The point of contact for service recipients should, first and foremost, allow them to communicate directly and quickly with the intermediary service provider, electronically, in a user-friendly manner, including by allowing service recipients to choose their means of communication, which must not rely solely on automated tools. In practice, this means first and foremost that the service recipient should have a choice of at least two communication tools, one of which must not rely solely on automated tools.

 

  • Appointment of legal representative.

 

Indirect service providers that are based in a third country (i.e., outside the EU) and offer services in the European Union should appoint a legal representative in the EU with sufficient authority and provide information on their legal representatives to the relevant authorities and make such information public.

Indirect service providers shall specifically designate in writing a legal or natural person to act as their legal representative in one of the member states where the provider offers its services. The legal representative may represent one or more intermediate service providers.

 

A legal representative is not only an attorney for service of process in matters related to the issuance of DSA decisions by the authorities. He must also be able to cooperate with the authorities, respond to summonses received. The legal representative should receive authorizations for actions that ensure compliance with the decisions of the competent authorities.

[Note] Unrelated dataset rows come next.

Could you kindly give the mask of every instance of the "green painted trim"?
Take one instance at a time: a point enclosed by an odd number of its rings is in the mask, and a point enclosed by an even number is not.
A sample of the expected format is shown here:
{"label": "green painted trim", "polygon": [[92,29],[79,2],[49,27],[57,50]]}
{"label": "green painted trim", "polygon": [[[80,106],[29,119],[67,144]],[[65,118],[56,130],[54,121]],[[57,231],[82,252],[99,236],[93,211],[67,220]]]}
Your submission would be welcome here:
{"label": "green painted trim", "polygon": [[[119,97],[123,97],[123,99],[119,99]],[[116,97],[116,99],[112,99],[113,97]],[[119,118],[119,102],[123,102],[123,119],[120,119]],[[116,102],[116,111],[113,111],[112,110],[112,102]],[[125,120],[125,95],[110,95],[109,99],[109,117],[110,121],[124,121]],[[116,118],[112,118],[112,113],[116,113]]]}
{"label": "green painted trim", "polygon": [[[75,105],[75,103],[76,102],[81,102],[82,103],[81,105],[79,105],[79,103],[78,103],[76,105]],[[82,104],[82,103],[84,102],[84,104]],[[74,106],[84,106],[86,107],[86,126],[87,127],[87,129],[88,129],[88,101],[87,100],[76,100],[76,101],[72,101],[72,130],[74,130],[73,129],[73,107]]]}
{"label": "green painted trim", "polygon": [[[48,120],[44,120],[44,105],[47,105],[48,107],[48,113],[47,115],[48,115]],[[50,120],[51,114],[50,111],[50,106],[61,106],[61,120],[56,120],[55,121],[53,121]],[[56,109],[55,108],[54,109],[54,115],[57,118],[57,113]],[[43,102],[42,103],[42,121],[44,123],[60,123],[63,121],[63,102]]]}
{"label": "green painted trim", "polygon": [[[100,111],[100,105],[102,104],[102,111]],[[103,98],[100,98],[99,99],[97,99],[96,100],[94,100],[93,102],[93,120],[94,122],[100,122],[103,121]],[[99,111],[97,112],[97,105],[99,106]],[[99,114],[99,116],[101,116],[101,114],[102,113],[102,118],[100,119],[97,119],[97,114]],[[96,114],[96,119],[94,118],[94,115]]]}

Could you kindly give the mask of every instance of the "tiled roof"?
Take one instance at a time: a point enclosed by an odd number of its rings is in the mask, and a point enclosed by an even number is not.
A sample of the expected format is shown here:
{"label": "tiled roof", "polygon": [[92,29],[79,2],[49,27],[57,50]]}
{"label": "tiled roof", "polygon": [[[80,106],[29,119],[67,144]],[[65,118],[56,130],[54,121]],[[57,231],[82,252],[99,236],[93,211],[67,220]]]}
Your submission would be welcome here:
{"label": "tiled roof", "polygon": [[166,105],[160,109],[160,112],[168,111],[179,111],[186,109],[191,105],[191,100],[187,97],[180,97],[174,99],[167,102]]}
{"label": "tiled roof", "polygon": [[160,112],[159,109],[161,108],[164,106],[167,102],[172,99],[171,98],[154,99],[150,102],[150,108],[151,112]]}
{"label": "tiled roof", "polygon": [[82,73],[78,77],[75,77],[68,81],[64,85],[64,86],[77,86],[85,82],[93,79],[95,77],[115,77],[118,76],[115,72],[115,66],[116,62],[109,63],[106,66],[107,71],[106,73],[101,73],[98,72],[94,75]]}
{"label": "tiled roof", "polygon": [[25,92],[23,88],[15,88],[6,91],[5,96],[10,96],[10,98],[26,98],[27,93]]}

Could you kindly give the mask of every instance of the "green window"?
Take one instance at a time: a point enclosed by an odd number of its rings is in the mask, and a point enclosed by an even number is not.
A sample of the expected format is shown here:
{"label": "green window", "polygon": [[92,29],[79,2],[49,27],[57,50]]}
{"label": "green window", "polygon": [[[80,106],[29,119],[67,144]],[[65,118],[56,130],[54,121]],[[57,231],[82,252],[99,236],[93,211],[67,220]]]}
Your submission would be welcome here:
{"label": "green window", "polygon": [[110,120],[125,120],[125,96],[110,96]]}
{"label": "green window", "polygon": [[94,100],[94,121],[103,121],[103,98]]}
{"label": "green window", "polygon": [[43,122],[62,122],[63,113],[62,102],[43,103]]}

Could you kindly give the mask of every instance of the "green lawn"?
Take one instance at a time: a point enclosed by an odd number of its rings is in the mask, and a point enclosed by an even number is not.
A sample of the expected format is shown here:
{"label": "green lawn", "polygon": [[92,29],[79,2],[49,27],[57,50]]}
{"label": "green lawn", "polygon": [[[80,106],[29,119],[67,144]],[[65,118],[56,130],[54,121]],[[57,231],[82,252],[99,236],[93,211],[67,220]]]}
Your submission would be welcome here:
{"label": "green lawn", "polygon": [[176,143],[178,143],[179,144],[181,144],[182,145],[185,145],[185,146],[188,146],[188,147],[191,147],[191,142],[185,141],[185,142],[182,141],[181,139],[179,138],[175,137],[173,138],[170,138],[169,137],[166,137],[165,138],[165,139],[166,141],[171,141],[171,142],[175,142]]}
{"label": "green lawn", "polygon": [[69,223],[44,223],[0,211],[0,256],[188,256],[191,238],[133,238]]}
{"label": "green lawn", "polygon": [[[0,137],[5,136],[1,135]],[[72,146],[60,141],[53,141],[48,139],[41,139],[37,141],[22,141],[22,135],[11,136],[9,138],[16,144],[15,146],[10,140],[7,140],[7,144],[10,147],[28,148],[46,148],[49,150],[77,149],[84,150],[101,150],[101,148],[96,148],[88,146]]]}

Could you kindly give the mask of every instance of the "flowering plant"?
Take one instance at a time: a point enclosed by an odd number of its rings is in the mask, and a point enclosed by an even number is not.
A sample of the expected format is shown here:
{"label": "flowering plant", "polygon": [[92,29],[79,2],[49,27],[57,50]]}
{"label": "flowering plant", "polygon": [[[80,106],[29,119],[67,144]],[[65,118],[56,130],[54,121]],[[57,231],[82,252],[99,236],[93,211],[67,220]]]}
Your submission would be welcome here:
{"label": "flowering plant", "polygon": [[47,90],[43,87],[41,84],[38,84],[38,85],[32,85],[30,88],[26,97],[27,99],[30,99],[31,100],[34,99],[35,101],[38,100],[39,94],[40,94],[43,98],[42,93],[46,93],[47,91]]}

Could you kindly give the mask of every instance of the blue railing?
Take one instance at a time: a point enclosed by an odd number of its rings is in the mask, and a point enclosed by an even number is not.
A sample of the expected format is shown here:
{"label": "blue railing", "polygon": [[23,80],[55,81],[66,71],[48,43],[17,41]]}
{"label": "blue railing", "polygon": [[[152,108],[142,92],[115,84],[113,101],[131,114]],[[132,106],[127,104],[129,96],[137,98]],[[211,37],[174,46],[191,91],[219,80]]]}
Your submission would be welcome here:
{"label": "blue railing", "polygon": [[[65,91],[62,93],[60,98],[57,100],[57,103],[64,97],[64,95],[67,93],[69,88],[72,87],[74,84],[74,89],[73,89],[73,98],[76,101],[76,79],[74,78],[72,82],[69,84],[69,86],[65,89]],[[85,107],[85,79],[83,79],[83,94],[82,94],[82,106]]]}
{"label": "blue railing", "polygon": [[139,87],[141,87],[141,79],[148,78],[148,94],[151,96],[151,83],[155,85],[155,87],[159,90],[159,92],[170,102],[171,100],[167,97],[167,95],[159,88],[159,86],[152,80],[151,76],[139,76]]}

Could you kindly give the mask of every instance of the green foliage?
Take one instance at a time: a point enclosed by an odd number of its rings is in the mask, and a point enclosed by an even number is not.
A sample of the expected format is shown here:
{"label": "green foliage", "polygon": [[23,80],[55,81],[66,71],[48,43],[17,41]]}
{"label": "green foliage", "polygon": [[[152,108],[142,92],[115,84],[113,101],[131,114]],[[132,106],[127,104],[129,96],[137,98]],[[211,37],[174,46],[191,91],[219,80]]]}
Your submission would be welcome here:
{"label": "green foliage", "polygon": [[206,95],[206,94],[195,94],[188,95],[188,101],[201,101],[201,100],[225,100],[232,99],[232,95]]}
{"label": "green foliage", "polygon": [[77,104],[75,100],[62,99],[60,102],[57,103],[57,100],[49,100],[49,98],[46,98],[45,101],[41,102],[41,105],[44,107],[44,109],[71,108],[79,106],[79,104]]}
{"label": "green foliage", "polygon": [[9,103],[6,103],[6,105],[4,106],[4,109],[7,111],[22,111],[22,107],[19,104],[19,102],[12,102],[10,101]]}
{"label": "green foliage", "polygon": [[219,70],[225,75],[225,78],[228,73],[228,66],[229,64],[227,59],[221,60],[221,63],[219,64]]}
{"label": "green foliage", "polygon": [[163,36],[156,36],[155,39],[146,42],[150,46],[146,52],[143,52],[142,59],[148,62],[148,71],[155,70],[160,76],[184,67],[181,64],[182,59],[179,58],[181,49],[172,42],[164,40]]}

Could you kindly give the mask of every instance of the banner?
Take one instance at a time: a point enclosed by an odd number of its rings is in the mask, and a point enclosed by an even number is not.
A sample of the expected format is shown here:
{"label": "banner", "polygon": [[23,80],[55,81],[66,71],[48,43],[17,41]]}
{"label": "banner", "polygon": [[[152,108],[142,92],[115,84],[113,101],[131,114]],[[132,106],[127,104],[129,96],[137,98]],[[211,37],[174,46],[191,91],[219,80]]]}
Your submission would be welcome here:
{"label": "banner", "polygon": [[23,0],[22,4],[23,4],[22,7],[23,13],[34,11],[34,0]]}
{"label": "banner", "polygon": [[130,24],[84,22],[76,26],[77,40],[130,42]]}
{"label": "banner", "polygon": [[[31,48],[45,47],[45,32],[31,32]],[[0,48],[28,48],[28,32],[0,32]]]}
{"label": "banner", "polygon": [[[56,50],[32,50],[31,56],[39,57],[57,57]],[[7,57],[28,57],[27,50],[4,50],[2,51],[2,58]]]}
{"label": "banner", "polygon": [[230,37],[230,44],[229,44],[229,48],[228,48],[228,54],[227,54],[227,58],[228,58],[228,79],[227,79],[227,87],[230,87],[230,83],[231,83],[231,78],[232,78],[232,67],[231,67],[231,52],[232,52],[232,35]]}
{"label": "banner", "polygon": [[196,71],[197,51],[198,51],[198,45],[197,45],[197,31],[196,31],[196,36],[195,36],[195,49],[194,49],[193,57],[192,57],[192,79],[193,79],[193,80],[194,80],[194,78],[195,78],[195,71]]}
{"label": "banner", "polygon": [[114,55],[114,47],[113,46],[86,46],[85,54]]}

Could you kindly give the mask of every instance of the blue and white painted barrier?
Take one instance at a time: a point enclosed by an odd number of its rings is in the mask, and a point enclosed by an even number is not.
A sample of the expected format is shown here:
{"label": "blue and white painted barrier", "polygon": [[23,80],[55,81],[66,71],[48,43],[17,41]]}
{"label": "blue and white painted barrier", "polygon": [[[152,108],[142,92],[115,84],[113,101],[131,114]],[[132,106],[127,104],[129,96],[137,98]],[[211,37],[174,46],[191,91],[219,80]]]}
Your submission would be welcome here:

In order to fulfill the obligation to appoint a legal representative, intermediate service providers should ensure that the appointed legal representative has the authority and resources necessary to cooperate with the relevant authorities. Adequate resources should be viewed as appropriate competence and experience, as well as having the relevant organizational, legal or technical capabilities to perform such a role.

 

  • Include in the terms and conditions of service information on restrictions on the use of services.

 

Indirect service providers should include in their terms of service (i.e., regulations that are part of user contracts, for example) information on any restrictions they impose on the use of their services with respect to information provided by recipients of the service. Such information must include an indication in terms of any policies, procedures, measures and tools used for content moderation, and should also include information on the rules of procedure for handling complaints internally. The Digital Services Act formulates an additional requirement that the aforementioned information be provided in a manner that is simple and understandable to the recipient, and that the information be machine-readable.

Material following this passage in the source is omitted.